When you pick up wrap a birthday present, you are most likely handling a product printed via the flexographic process.
In contrast to offset printing[printing?:printing cutting finishing solution], which is a planographic printing technique in which the image- and non-image areas of a print[print?:printing image graphic cutting solution] job are on the same level on a printing plate, flexography is a relief printing process.
That is, the image area is raised above the non-image area. Cutting a relief image in a linoleum block -- or even in a potato, as many of us did as children -- and then pressing the block (or potato) into ink and then onto paper[paper?:paper sample maker cutting machine] approximates the flexographic process.
The inks can be either water-based or solvent-based, and both sheetfed and web presses can be built for flexographic printing.
Unlike offset printing, flexography does not transfer the image from the printing plate to a blanket and then to the paper.

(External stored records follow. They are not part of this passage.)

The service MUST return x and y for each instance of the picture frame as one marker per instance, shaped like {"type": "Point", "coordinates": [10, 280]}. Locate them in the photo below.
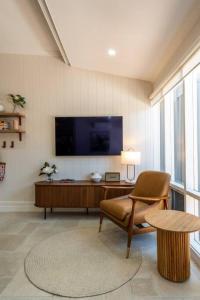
{"type": "Point", "coordinates": [112, 176]}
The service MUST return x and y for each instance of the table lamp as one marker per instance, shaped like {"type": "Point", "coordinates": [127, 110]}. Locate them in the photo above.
{"type": "Point", "coordinates": [130, 158]}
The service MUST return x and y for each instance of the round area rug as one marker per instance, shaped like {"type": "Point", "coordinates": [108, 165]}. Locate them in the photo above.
{"type": "Point", "coordinates": [82, 263]}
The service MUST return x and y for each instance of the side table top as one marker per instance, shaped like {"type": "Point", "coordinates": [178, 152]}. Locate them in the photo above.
{"type": "Point", "coordinates": [173, 220]}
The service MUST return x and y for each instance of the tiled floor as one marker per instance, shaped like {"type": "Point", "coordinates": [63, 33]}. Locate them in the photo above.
{"type": "Point", "coordinates": [19, 232]}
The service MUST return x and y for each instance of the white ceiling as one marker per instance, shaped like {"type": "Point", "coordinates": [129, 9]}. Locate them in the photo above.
{"type": "Point", "coordinates": [145, 33]}
{"type": "Point", "coordinates": [23, 29]}
{"type": "Point", "coordinates": [139, 30]}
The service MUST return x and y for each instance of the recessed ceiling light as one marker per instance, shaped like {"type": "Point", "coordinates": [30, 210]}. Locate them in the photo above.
{"type": "Point", "coordinates": [111, 52]}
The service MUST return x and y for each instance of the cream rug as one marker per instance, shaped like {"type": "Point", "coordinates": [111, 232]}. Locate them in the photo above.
{"type": "Point", "coordinates": [82, 263]}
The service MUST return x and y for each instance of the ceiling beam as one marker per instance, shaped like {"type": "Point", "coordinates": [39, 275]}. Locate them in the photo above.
{"type": "Point", "coordinates": [44, 8]}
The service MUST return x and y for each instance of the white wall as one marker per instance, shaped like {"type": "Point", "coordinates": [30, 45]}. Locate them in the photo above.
{"type": "Point", "coordinates": [54, 89]}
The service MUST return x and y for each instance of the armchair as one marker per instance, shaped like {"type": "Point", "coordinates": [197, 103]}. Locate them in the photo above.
{"type": "Point", "coordinates": [128, 212]}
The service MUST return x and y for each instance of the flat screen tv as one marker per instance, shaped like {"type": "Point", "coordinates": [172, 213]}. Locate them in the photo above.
{"type": "Point", "coordinates": [88, 136]}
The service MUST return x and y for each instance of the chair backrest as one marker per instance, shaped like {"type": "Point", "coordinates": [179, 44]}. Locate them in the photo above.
{"type": "Point", "coordinates": [152, 184]}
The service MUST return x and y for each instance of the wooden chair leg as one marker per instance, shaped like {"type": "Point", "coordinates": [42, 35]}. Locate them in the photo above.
{"type": "Point", "coordinates": [129, 244]}
{"type": "Point", "coordinates": [101, 221]}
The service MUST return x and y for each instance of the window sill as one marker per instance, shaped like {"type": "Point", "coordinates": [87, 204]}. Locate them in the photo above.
{"type": "Point", "coordinates": [193, 194]}
{"type": "Point", "coordinates": [177, 187]}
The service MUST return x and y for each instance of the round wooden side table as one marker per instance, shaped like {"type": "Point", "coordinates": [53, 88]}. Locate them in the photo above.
{"type": "Point", "coordinates": [173, 250]}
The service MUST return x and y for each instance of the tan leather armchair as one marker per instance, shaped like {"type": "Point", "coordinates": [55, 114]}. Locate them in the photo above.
{"type": "Point", "coordinates": [128, 212]}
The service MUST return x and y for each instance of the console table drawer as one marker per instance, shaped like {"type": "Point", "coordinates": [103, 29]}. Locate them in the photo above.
{"type": "Point", "coordinates": [60, 196]}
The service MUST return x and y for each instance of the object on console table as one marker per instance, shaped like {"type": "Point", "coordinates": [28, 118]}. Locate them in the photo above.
{"type": "Point", "coordinates": [96, 177]}
{"type": "Point", "coordinates": [76, 194]}
{"type": "Point", "coordinates": [173, 249]}
{"type": "Point", "coordinates": [112, 176]}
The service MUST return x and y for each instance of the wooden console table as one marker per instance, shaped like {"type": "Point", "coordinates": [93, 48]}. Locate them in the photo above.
{"type": "Point", "coordinates": [75, 194]}
{"type": "Point", "coordinates": [173, 251]}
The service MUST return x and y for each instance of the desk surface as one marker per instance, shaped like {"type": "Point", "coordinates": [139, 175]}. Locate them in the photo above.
{"type": "Point", "coordinates": [83, 183]}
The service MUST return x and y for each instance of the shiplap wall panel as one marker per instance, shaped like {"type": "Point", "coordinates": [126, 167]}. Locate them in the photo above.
{"type": "Point", "coordinates": [54, 89]}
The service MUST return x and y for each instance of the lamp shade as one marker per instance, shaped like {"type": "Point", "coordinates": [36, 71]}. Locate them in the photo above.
{"type": "Point", "coordinates": [130, 157]}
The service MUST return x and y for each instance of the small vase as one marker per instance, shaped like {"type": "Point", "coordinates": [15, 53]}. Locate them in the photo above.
{"type": "Point", "coordinates": [14, 107]}
{"type": "Point", "coordinates": [49, 178]}
{"type": "Point", "coordinates": [2, 108]}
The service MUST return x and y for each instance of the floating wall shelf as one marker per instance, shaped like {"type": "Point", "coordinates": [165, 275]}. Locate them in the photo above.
{"type": "Point", "coordinates": [12, 115]}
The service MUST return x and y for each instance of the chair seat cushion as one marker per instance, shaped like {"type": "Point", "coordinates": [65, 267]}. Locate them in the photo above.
{"type": "Point", "coordinates": [120, 209]}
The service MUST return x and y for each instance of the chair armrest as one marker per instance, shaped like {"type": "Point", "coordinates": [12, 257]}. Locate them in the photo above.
{"type": "Point", "coordinates": [146, 199]}
{"type": "Point", "coordinates": [107, 188]}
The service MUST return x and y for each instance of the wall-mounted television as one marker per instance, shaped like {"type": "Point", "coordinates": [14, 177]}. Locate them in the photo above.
{"type": "Point", "coordinates": [88, 135]}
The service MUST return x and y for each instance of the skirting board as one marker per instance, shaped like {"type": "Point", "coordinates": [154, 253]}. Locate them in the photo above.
{"type": "Point", "coordinates": [28, 206]}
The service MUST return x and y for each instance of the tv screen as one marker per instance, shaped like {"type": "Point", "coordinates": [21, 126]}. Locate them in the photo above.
{"type": "Point", "coordinates": [88, 135]}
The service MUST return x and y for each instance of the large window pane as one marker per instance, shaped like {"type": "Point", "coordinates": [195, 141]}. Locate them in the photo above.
{"type": "Point", "coordinates": [178, 135]}
{"type": "Point", "coordinates": [162, 136]}
{"type": "Point", "coordinates": [174, 133]}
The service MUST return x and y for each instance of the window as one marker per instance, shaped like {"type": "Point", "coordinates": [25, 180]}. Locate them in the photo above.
{"type": "Point", "coordinates": [192, 130]}
{"type": "Point", "coordinates": [162, 137]}
{"type": "Point", "coordinates": [173, 120]}
{"type": "Point", "coordinates": [178, 134]}
{"type": "Point", "coordinates": [178, 149]}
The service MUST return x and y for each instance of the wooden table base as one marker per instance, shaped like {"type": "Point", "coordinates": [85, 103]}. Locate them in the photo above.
{"type": "Point", "coordinates": [173, 254]}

Instead, flexography, like letterpress, transfers the ink directly from the plate to the paper. But whereas letterpress plates are made of metal, flexographic plates are made from a more flexible substance such as rubber or photopolymer materials.
Flexography is most often used for printed products such as envelopes, bags, tags, wrapping paper, corrugated boxes, milk cartons, newspapers, packaging[packaging?:DCP-H series packaging sample cutter plotter], pressure-sensitive labels, and flexible films.
Why is this process so useful for printing these specific items?
First of all, the ink used in flexography dries very quickly. This makes it perfect for non-porous materials such as plastics and foils. It is also ideal for printing on packaging materials, since the soft rubber plates don’t crush thick, compressible materials like corrugated cardboard.